Myeloomcellen staan ​​bekend om hun vermogen om zogenaamde lytische laesies in botten te maken. Ze kunnen andere cellen, osteoclasten, aantrekken om botten te vernietigen of zachte plekken in afzonderlijke botgebieden veroorzaken.

Vaak is een reeks röntgenfoto's die de meeste botten bevat, klaar. Wanneer dit soort beeldvorming wordt uitgevoerd, staat het bekend als een botonderzoek of skeletonderzoek. Andere vormen van beeldvorming kunnen met name nuttig zijn in bepaalde gevallen, zoals het vinden van plasmacytomen die niet op röntgenfoto's te zien zijn.

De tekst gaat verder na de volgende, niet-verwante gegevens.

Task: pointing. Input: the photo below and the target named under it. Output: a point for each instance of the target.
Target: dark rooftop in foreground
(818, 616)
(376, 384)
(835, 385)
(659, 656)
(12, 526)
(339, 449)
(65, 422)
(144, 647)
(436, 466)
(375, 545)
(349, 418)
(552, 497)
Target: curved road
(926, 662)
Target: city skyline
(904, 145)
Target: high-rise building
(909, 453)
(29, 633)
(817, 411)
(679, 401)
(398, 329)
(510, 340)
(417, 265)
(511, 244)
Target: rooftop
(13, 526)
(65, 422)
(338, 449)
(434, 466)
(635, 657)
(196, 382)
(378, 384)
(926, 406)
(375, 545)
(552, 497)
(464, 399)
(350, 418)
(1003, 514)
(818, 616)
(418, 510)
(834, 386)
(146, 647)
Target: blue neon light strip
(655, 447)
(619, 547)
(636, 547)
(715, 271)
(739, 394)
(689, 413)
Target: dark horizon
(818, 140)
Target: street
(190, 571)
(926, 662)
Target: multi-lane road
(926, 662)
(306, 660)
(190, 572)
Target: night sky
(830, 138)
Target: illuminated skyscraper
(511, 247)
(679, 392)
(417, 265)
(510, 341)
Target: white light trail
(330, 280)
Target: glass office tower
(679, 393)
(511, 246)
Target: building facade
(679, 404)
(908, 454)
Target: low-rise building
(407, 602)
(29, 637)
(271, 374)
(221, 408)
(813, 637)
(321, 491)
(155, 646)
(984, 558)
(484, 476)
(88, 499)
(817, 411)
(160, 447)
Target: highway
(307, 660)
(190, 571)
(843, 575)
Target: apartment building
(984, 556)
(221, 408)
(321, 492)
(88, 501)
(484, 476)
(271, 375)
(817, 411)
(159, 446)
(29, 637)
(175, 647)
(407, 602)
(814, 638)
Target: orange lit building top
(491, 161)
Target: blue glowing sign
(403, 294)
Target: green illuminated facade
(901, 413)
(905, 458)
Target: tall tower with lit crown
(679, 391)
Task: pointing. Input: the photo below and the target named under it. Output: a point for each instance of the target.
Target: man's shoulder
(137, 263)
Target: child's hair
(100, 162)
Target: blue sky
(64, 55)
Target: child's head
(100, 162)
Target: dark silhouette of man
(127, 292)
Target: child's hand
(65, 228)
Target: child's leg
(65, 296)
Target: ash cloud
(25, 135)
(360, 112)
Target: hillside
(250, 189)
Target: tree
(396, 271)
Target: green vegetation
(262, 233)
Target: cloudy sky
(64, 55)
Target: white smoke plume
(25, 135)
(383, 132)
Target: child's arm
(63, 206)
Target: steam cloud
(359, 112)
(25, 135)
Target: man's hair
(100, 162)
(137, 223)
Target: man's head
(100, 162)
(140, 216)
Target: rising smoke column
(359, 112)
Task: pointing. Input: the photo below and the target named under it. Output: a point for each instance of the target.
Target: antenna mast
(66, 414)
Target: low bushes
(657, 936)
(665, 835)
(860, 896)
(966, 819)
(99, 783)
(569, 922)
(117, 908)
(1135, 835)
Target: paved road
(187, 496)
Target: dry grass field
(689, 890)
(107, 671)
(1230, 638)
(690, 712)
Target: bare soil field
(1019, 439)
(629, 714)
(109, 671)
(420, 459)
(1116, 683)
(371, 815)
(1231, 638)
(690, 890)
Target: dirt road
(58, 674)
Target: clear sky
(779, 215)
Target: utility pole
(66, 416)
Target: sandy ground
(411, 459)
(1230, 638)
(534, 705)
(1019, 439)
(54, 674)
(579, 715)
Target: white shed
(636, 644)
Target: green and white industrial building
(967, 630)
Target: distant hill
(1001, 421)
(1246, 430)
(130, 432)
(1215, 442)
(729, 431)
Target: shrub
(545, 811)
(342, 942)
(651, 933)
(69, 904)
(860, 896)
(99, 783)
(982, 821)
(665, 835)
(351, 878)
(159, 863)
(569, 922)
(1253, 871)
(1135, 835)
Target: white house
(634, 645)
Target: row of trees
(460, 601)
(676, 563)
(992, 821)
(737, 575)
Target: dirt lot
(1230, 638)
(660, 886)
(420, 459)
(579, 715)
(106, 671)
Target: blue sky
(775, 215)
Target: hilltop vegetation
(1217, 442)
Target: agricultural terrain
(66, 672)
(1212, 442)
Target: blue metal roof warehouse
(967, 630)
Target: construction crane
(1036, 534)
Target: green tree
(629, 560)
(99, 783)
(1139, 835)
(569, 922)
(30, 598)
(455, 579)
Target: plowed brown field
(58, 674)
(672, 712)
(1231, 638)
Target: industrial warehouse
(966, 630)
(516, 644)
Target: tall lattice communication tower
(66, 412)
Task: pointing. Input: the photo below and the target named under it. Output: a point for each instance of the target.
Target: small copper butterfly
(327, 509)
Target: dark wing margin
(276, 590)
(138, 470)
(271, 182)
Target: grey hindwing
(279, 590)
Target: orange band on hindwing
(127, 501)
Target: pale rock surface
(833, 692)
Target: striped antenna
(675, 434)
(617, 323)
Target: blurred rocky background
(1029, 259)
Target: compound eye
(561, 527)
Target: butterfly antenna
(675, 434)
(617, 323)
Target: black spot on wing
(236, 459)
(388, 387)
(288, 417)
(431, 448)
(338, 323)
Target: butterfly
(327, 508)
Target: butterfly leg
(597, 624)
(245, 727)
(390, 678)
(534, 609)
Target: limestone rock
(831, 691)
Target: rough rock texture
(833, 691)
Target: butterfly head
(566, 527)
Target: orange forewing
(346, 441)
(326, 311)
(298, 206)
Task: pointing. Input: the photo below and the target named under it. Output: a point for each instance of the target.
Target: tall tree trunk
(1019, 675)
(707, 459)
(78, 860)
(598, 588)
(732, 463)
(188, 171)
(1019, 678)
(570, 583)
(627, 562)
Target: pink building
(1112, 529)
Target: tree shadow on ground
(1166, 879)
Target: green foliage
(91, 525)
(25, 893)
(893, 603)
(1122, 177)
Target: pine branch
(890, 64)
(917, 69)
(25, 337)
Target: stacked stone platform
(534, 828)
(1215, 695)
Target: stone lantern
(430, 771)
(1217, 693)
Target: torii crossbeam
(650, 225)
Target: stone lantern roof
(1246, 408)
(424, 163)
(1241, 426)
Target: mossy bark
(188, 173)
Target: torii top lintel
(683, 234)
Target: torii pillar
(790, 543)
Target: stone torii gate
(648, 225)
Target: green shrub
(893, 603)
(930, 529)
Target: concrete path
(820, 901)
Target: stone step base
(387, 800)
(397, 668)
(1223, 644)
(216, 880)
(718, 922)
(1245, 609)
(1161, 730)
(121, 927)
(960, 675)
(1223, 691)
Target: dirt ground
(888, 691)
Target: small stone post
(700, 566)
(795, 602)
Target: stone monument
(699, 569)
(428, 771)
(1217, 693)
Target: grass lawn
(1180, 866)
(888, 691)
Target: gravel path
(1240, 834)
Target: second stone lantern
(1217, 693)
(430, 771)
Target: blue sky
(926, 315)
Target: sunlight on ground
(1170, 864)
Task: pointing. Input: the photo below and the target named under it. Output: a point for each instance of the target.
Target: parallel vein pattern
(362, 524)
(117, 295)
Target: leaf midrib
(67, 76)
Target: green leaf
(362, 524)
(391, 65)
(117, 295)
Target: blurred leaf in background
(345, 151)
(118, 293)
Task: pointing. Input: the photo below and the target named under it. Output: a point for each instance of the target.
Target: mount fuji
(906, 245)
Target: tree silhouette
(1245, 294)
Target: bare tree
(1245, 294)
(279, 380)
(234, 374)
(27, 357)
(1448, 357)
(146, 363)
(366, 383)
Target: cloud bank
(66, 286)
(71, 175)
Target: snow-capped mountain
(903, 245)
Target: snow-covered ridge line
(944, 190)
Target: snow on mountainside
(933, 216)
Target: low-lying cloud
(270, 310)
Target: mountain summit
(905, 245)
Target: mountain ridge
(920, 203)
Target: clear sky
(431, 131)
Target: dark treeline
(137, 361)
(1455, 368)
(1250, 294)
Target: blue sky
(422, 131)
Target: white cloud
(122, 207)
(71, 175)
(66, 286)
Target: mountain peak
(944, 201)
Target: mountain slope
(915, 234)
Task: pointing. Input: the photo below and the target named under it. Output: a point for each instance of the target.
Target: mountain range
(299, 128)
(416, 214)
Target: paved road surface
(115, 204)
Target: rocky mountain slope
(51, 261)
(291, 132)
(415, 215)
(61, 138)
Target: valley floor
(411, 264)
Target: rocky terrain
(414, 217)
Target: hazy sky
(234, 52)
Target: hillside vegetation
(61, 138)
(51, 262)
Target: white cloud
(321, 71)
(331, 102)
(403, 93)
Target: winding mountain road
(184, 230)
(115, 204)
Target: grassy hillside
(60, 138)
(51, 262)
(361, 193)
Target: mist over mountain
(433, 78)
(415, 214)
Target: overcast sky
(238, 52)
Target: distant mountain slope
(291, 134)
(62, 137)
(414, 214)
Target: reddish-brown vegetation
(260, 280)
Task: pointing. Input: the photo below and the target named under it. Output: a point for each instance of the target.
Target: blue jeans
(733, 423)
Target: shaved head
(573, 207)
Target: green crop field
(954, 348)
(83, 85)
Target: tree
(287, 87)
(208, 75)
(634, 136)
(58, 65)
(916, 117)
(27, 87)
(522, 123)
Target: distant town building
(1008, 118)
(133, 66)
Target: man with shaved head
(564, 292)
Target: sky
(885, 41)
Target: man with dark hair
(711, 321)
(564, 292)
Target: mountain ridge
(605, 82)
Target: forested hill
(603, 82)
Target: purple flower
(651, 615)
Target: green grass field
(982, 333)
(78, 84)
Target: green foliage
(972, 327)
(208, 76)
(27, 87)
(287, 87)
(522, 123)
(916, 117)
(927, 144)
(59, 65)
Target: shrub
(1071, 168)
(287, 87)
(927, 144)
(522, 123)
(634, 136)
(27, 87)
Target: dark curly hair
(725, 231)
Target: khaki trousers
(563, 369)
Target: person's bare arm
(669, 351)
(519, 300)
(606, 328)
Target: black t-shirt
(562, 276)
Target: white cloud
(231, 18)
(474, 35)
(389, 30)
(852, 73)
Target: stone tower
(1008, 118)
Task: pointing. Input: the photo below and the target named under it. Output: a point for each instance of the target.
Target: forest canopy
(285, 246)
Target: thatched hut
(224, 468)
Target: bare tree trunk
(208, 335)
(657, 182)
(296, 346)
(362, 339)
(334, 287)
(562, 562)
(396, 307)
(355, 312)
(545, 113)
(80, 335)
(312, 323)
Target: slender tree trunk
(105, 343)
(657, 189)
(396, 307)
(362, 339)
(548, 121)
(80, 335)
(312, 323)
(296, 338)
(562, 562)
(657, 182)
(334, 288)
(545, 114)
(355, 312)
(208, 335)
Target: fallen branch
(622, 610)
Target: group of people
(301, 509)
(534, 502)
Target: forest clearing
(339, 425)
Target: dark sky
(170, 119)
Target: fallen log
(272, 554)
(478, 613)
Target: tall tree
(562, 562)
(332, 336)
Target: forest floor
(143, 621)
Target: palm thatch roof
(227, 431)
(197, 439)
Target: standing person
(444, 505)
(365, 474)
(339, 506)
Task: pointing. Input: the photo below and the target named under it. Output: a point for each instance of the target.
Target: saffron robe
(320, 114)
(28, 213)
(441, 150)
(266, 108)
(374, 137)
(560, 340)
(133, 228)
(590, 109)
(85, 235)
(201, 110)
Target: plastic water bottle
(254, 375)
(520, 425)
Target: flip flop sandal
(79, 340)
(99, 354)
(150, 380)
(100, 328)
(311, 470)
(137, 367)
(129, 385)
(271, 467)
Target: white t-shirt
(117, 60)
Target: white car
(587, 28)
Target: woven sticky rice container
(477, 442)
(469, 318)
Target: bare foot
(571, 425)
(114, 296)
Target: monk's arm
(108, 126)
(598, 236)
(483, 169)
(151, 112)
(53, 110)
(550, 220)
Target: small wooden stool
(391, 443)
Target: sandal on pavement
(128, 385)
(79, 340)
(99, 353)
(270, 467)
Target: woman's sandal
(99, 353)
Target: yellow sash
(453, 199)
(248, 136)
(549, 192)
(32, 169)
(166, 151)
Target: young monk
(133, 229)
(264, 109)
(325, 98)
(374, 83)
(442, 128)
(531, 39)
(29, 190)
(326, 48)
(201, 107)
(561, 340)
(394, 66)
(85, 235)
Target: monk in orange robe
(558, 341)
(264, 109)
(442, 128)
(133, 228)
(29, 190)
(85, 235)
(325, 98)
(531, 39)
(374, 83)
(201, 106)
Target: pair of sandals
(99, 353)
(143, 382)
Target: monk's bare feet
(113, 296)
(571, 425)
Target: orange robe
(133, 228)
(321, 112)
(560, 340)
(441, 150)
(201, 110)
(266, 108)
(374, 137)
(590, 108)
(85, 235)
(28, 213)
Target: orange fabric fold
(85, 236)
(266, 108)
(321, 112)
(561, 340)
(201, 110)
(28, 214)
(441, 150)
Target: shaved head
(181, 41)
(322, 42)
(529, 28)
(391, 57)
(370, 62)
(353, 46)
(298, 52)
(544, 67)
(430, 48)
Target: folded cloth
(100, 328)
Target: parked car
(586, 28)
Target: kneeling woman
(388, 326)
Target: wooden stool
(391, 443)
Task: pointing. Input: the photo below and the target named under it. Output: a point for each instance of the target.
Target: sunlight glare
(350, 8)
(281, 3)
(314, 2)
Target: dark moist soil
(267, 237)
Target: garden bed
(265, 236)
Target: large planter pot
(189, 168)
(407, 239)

Wanneer moet u een arts raadplegen?

Overweeg een afspraak te maken met uw arts als u aanhoudende klachten of symptomen hebt die u zorgen baren. Symptomen van myeloom kunnen vaag en niet-specifiek zijn.

Als u de diagnose MGUS of eenzame plasmacytoom heeft, is het belangrijk dat u en uw arts de dingen in de gaten houden, aangezien deze plasmacelaandoeningen kunnen evolueren naar myeloom. Vraag altijd uw arts naar eventuele vragen over uw specifieke toestand.

Een woord van

Als u of een dierbare onlangs werd gediagnosticeerd met myeloom, is het heel normaal om zich verward, boos, overweldigd of al het bovenstaande te voelen. Een diagnose van kanker is op veel verschillende manieren levensveranderend. Het kan helpen om de verhalen van anderen te horen. Survivorship-workshops, conferenties en zelfs sociale media zijn uitstekende manieren om contact te maken met anderen die misschien je worsteling delen of soortgelijke ervaringen en inzichten hebben.

> Bronnen:

> Hengeveld PJ, Kersten MJ. B-cel activerende factor in de pathofysiologie van multipel myeloom: een doelwit voor therapie? Blood Cancer Journal. 2015; 5 (2): e282-.

> Sonneveld P, Broijl A. Behandeling van recidiverend en refractair multipel myeloom. Haematologica. 2016; 101 (4): 396-406.

> Palumbo A, Anderson K. Multiple myeloma. N Engl J Med. 2011; 364 (11): 1046-1060.